Figure 3 Combination of the genotypes with an increased risk for sporadic breast cancer (COMT + GSTM1; CYP1A1 + GSTM1)

Recent data suggest that methylation of 4-OH makes this metabolite significantly less active, while production of 2-methoxyestrone may manifest beneficial properties by inhibiting breast cancer19. As there is great variation throughout the population, identifying the presence of this SNP is vital to enhance good methylation properties in the body.

Sulfation is an additional component of endogenous oestrogen detoxification, especially as methoxy metabolites. The presence of the SULT1A1 allele combined with regular alcohol consumption, tobacco smoking, weight excess and late menopause increase the relative risk of both bronchial and breast cancer20.

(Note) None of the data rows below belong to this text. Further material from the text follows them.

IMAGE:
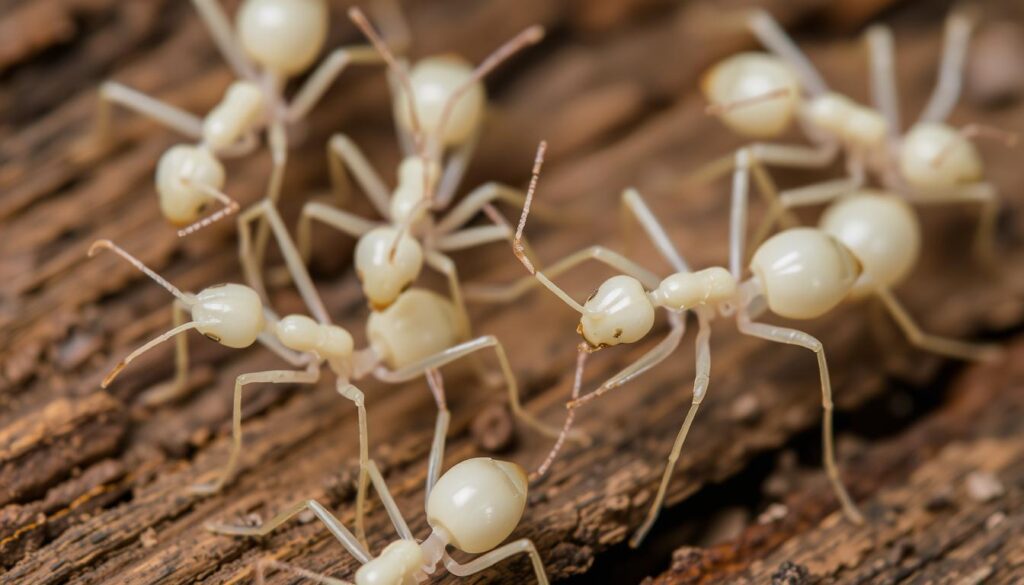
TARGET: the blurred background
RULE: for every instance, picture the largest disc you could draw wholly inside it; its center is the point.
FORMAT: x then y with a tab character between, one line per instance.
92	484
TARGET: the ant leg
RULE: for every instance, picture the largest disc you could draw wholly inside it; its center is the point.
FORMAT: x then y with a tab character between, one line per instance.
884	92
342	220
458	351
771	35
298	571
934	343
947	89
308	376
112	92
223	35
293	260
488	559
342	153
665	347
346	538
321	79
514	290
796	337
436	383
700	380
179	386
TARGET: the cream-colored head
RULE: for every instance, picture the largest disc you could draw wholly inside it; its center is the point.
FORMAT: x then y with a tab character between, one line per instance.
804	273
882	232
238	113
303	334
230	315
397	565
478	503
181	172
434	80
935	156
386	269
619	312
283	36
854	124
736	85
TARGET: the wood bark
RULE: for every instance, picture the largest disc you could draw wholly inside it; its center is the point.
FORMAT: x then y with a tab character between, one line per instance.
92	485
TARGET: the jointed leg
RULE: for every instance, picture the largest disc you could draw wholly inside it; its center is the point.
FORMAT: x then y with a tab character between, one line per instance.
341	153
488	559
346	538
947	89
223	35
796	337
941	345
308	376
318	82
342	220
459	351
702	367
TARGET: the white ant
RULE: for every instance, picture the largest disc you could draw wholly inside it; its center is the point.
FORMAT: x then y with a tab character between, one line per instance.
414	337
759	95
473	507
272	42
444	101
864	245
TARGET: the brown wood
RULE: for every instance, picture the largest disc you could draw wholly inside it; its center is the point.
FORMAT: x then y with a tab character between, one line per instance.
93	485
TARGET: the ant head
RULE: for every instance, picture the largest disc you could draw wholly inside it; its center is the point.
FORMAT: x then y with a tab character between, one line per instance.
755	94
230	315
433	82
881	231
183	174
619	312
478	503
936	156
804	273
283	36
387	260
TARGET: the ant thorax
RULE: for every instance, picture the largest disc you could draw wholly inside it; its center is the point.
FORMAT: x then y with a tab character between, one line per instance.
418	325
934	157
859	127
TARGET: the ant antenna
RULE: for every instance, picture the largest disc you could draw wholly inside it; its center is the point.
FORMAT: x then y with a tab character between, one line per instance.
583	350
525	38
719	109
1009	139
230	207
107	244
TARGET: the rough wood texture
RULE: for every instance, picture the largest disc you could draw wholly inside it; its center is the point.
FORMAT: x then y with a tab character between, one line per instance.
92	485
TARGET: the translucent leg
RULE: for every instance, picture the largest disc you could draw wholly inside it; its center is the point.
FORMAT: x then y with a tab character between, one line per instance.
796	337
488	559
329	70
510	292
261	567
700	381
884	93
634	205
774	38
342	153
177	388
652	358
223	35
453	353
342	220
112	92
947	89
941	345
583	350
308	376
293	260
346	538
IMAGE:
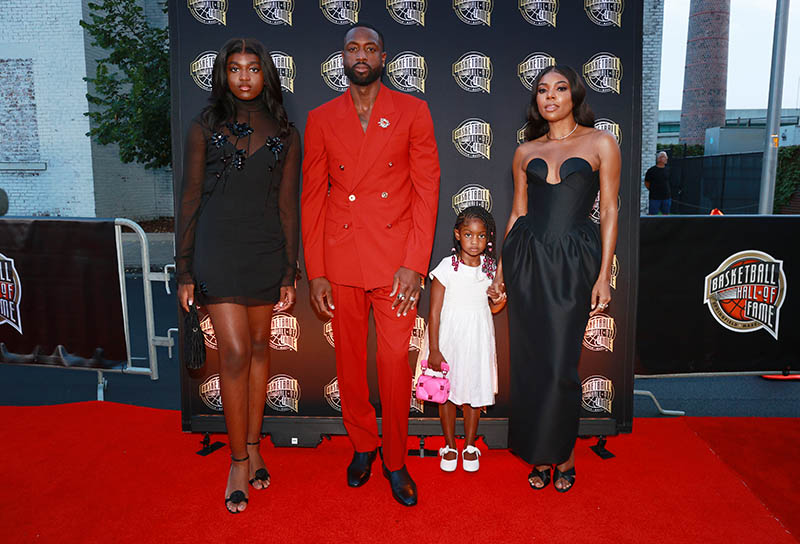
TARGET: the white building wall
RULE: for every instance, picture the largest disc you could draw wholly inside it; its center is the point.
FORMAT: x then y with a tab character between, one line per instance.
48	33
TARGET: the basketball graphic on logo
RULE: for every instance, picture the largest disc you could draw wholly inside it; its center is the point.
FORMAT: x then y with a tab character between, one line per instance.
734	307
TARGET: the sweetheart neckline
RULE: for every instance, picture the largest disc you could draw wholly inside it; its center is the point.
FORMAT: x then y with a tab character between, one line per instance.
565	161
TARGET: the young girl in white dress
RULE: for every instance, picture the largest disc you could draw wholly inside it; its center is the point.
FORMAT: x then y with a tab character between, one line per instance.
461	331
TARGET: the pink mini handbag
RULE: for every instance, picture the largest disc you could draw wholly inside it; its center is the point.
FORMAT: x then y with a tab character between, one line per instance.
433	388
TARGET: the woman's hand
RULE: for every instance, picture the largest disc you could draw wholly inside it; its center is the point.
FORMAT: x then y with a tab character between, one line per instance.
186	295
435	360
288	297
601	296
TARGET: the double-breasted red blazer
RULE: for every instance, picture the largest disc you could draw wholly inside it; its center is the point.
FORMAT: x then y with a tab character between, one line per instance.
369	200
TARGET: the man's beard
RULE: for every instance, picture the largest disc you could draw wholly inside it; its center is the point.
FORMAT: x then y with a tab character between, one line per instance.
362	80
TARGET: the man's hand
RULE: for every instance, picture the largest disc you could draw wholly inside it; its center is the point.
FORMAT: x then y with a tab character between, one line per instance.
406	287
288	297
321	296
186	295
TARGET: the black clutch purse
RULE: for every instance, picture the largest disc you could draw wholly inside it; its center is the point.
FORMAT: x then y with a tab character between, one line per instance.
194	348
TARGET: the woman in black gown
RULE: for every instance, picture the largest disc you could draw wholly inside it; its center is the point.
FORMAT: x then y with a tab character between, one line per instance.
556	264
238	236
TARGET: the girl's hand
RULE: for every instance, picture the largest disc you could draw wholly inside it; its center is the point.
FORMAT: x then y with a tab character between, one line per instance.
497	291
601	296
435	360
288	297
186	295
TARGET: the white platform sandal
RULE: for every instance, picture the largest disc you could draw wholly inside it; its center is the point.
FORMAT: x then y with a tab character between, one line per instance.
448	465
471	465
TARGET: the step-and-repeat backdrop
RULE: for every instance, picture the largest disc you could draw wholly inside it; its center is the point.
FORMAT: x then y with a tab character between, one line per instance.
473	61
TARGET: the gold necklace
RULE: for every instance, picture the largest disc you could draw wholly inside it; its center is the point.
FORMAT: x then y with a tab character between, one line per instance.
565	136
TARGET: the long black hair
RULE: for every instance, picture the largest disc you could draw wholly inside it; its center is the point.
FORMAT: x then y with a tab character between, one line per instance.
490	253
222	108
581	112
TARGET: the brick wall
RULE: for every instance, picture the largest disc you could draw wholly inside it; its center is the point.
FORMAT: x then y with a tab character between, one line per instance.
651	80
43	43
706	74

Glucuronidation, as a key phase II detoxification, allows glucuronic acid to be conjugated with oestrogen and be eliminated by the body. In the case of the presence of pathogenic intestinal bacteria, which can produce β-glucuronidase, some of the oestrogen can re-enter circulation by uncoupling the bond between oestrogen and glucuronic acid, leading to an increased enterohepatic circulation and an increased incidence of breast cancer21.

Identifying oestrogen metabolism and their metabolites in each patient are the most important factors in making a decision as to whether or not HRT should be prescribed (Figure 4).